Traceback (most recent call last):
File "/usr/lib/python2.3/site-packages/cherrypy/_cprequest.py", line 551, in respond
cherrypy.response.body = self.handler()
File "/usr/lib/python2.3/site-packages/cherrypy/_cperror.py", line 198, in __call__
NotFound: (404, "The path '/' was not found.")
You need to go to http://host/dimdim/, the trailing slash is essential.
This time around the site was less responsive. Sometimes when you start a meeting and you install the plugins the first time, the connect to the meeting fails. Attempts to start a new meeting fail with “Exceeded server limit of meetings”. I thought this was a bug, which I worked around by restarting the server. But this time I restarted the server, joined a meeting, then tried to create another one and got this message. Let’s make this clear since dimdim doesn’t.
The Open Source Edition of Dimdim is intentionally crippled.

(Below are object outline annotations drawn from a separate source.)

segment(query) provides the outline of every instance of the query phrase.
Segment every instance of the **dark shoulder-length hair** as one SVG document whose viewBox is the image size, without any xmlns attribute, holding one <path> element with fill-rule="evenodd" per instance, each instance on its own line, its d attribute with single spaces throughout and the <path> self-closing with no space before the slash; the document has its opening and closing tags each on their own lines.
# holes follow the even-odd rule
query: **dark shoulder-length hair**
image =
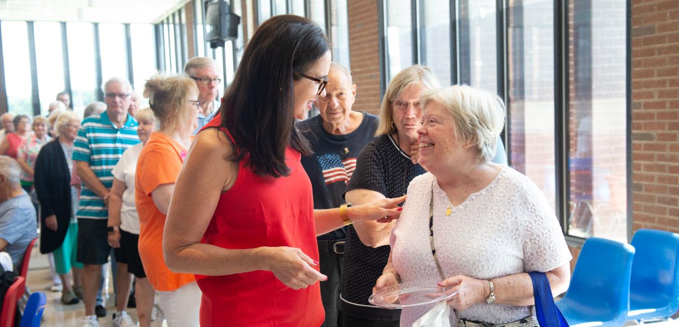
<svg viewBox="0 0 679 327">
<path fill-rule="evenodd" d="M 246 158 L 257 175 L 287 176 L 288 146 L 303 155 L 309 143 L 295 126 L 295 73 L 305 73 L 330 41 L 312 20 L 293 15 L 272 17 L 259 26 L 243 53 L 220 108 L 221 126 L 235 141 L 228 160 Z M 246 157 L 247 156 L 247 157 Z"/>
</svg>

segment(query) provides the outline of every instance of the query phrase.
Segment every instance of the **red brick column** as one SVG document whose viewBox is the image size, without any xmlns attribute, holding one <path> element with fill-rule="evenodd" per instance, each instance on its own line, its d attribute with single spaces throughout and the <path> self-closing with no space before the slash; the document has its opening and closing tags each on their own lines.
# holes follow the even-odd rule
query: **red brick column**
<svg viewBox="0 0 679 327">
<path fill-rule="evenodd" d="M 679 1 L 631 14 L 633 228 L 679 233 Z"/>
<path fill-rule="evenodd" d="M 378 2 L 348 1 L 351 71 L 356 85 L 353 109 L 377 114 L 380 111 L 380 54 Z"/>
</svg>

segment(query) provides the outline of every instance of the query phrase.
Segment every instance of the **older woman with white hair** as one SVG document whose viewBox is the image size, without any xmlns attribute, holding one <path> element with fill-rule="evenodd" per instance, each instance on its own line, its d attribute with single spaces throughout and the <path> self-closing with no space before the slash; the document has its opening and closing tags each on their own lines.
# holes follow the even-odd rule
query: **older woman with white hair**
<svg viewBox="0 0 679 327">
<path fill-rule="evenodd" d="M 418 162 L 390 238 L 389 261 L 375 290 L 401 281 L 433 281 L 457 292 L 447 300 L 458 326 L 538 326 L 528 274 L 546 273 L 555 294 L 568 286 L 571 256 L 540 189 L 490 162 L 504 121 L 495 94 L 468 86 L 425 92 Z M 411 326 L 433 305 L 403 309 Z"/>
<path fill-rule="evenodd" d="M 148 327 L 151 324 L 155 292 L 146 277 L 139 256 L 139 216 L 134 203 L 134 178 L 136 161 L 141 148 L 146 144 L 151 133 L 155 131 L 158 122 L 151 109 L 144 109 L 135 114 L 136 120 L 139 122 L 136 135 L 141 143 L 126 150 L 111 172 L 113 175 L 113 185 L 111 188 L 107 226 L 113 230 L 109 233 L 108 241 L 109 245 L 113 247 L 118 264 L 118 274 L 127 273 L 134 275 L 134 296 L 139 326 Z M 118 294 L 118 303 L 116 305 L 122 309 L 125 308 L 127 301 L 128 296 Z M 116 322 L 114 320 L 116 326 L 134 325 L 126 313 L 116 315 L 115 319 L 118 320 Z M 124 320 L 127 322 L 128 325 L 122 324 Z"/>
<path fill-rule="evenodd" d="M 57 137 L 40 150 L 35 160 L 35 186 L 40 203 L 40 252 L 52 253 L 56 273 L 63 288 L 61 302 L 79 302 L 74 290 L 81 287 L 83 265 L 75 259 L 77 248 L 78 191 L 71 186 L 73 142 L 80 119 L 70 110 L 59 114 L 54 122 Z M 73 285 L 69 273 L 73 268 Z"/>
</svg>

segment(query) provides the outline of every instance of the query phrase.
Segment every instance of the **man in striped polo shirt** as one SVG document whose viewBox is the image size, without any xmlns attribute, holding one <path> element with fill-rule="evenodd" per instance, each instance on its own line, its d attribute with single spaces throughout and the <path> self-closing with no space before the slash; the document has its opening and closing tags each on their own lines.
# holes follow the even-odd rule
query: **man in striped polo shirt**
<svg viewBox="0 0 679 327">
<path fill-rule="evenodd" d="M 139 126 L 128 114 L 132 86 L 126 80 L 113 78 L 102 87 L 107 108 L 99 116 L 83 120 L 73 146 L 76 173 L 82 179 L 78 206 L 77 260 L 84 264 L 82 273 L 85 314 L 79 326 L 98 326 L 94 306 L 99 288 L 101 265 L 109 260 L 107 223 L 109 196 L 113 176 L 111 171 L 126 149 L 139 143 Z M 117 282 L 119 297 L 127 302 L 130 279 L 127 264 L 118 262 Z M 120 306 L 118 306 L 120 307 Z M 117 308 L 123 311 L 124 308 Z M 120 313 L 119 313 L 120 314 Z"/>
</svg>

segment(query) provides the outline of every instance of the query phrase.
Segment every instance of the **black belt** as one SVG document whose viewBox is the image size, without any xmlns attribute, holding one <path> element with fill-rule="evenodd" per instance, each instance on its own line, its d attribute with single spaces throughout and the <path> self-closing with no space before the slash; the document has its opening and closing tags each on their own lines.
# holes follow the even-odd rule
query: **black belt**
<svg viewBox="0 0 679 327">
<path fill-rule="evenodd" d="M 344 254 L 345 243 L 346 242 L 344 239 L 337 240 L 318 241 L 318 245 L 323 245 L 323 247 L 327 249 L 326 251 L 329 252 L 329 249 L 331 247 L 332 251 L 337 254 Z"/>
</svg>

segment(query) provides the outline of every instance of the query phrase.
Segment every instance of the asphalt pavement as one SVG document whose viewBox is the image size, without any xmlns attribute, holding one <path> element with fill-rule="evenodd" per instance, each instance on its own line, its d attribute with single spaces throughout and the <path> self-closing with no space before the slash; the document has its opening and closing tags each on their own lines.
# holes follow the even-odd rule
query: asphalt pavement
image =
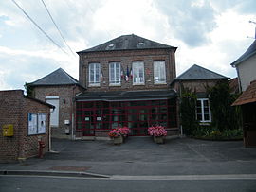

You can only have one active meeting at a time. While their editions page mentions that ‘dimdim pro’, a SaaS product, only allows one meeting at a time, the OSS column merely says ‘Free’ in that box. This is really perturbing. It wouldn’t be so bad if they were up front about it. There’s a thread here and here on the official sourceforge forums with no official responses. Someone there talks of having reverse engineered the limitation, but it’s a “email me” type talk, not an open discussion.
Grepping for ‘maxConcurrentConferences’ in the dimdim install shows it set to 50 in the dimdim.properties file. The forum post refers to a comment of:
## NOTE : In this Open Source Edition only 1 Meeting at a time is allowed. If you need a Dimdim Meeting Server with higher capabilities then please
## contact email@example.com.
However my dimdim.properties lacks any such note. Perhaps in the source code rather than the slightly older centos installer it says this. This value is set to 50 by default in my config files, I recall seeing some mention somewhere that this limit was in a jar file.

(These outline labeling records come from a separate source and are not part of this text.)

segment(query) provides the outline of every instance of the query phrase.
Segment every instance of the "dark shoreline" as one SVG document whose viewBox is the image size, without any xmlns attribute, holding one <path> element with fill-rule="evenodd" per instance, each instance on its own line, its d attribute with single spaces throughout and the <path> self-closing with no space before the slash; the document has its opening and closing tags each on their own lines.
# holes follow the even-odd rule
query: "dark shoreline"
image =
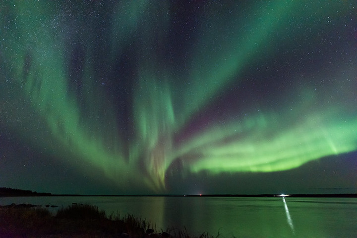
<svg viewBox="0 0 357 238">
<path fill-rule="evenodd" d="M 291 197 L 357 197 L 357 193 L 320 193 L 320 194 L 290 194 L 286 195 Z M 37 192 L 31 190 L 22 190 L 10 188 L 0 188 L 0 197 L 15 196 L 167 196 L 167 197 L 270 197 L 282 196 L 278 194 L 94 194 L 83 195 L 76 194 L 52 194 L 50 192 Z"/>
</svg>

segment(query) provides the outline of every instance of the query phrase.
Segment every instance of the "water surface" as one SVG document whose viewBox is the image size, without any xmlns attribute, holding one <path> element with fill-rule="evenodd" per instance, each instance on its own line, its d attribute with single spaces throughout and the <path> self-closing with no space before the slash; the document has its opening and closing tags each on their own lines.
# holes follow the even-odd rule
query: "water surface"
<svg viewBox="0 0 357 238">
<path fill-rule="evenodd" d="M 0 205 L 66 206 L 90 203 L 108 213 L 132 214 L 158 232 L 186 229 L 224 237 L 357 237 L 355 198 L 210 197 L 13 197 Z M 50 208 L 55 212 L 58 208 Z"/>
</svg>

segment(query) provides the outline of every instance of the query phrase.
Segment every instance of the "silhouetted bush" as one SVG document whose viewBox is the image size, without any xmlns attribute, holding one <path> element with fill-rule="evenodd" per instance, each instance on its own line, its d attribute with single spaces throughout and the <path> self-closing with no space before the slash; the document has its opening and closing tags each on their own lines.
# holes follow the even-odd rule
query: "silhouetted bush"
<svg viewBox="0 0 357 238">
<path fill-rule="evenodd" d="M 73 204 L 60 209 L 56 218 L 73 220 L 101 220 L 106 219 L 105 212 L 100 211 L 98 207 L 90 204 Z"/>
</svg>

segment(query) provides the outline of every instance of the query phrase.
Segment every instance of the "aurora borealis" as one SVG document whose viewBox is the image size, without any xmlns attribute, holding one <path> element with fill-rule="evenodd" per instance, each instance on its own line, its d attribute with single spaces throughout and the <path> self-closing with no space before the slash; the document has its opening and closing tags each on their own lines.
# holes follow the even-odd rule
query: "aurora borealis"
<svg viewBox="0 0 357 238">
<path fill-rule="evenodd" d="M 0 186 L 357 192 L 355 1 L 74 2 L 0 4 Z"/>
</svg>

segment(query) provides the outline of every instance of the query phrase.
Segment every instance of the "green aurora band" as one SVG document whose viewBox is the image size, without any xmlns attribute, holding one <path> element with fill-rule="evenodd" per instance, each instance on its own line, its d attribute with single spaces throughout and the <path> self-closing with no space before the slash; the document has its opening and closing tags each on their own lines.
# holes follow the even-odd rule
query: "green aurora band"
<svg viewBox="0 0 357 238">
<path fill-rule="evenodd" d="M 182 176 L 203 171 L 212 176 L 269 172 L 357 149 L 356 97 L 351 92 L 356 76 L 348 65 L 333 66 L 333 75 L 328 77 L 337 79 L 324 86 L 323 94 L 314 85 L 293 85 L 281 92 L 282 98 L 291 99 L 279 107 L 264 106 L 263 98 L 259 106 L 252 103 L 243 108 L 247 112 L 241 116 L 210 121 L 183 136 L 223 92 L 244 83 L 244 70 L 274 59 L 274 46 L 284 42 L 285 47 L 295 47 L 289 39 L 303 30 L 290 29 L 292 19 L 299 19 L 313 32 L 321 19 L 338 21 L 347 14 L 346 4 L 313 3 L 302 9 L 301 1 L 262 1 L 244 14 L 230 6 L 235 13 L 230 15 L 224 7 L 207 4 L 197 23 L 199 37 L 191 40 L 196 47 L 179 67 L 167 62 L 158 50 L 160 41 L 167 41 L 172 14 L 161 1 L 113 4 L 106 13 L 110 20 L 103 17 L 102 21 L 84 10 L 86 3 L 68 6 L 69 12 L 55 1 L 10 1 L 2 3 L 0 10 L 1 126 L 47 152 L 72 158 L 68 162 L 73 166 L 100 170 L 119 188 L 145 185 L 163 192 L 168 170 L 178 161 Z M 91 9 L 104 14 L 101 7 Z M 98 29 L 103 28 L 107 31 L 99 39 Z M 67 45 L 76 38 L 86 46 L 80 98 L 68 80 Z M 144 43 L 130 46 L 135 41 Z M 127 136 L 118 119 L 122 110 L 100 82 L 101 74 L 110 71 L 117 56 L 131 47 L 138 48 L 141 55 L 130 89 L 132 129 Z M 328 77 L 295 73 L 289 77 Z"/>
</svg>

Open Source SF edition of dimdim is a personal edition of the meeting server and is meant to cater to single meeting. We have currently placed the restrction to upto 5 participants. For larger meetings, the resources required increase significantly and require dedicated servers.
Please use the hosted dimdim edition – for hosting larger meetings. We also provide an enterprise server build for on-premise installations.
Dimdim makes extensive usage of open source components and products and hopes that someday Dimdim itself will be useful to others in the way others have been useful to it. Big thanks to the communities and individuals of all the open source projects used in Dimdim.
I assume at some point the company had OSS fans, and management has pushed it away from OSS.
Sigh. Dimdim is a very pretty waste of time.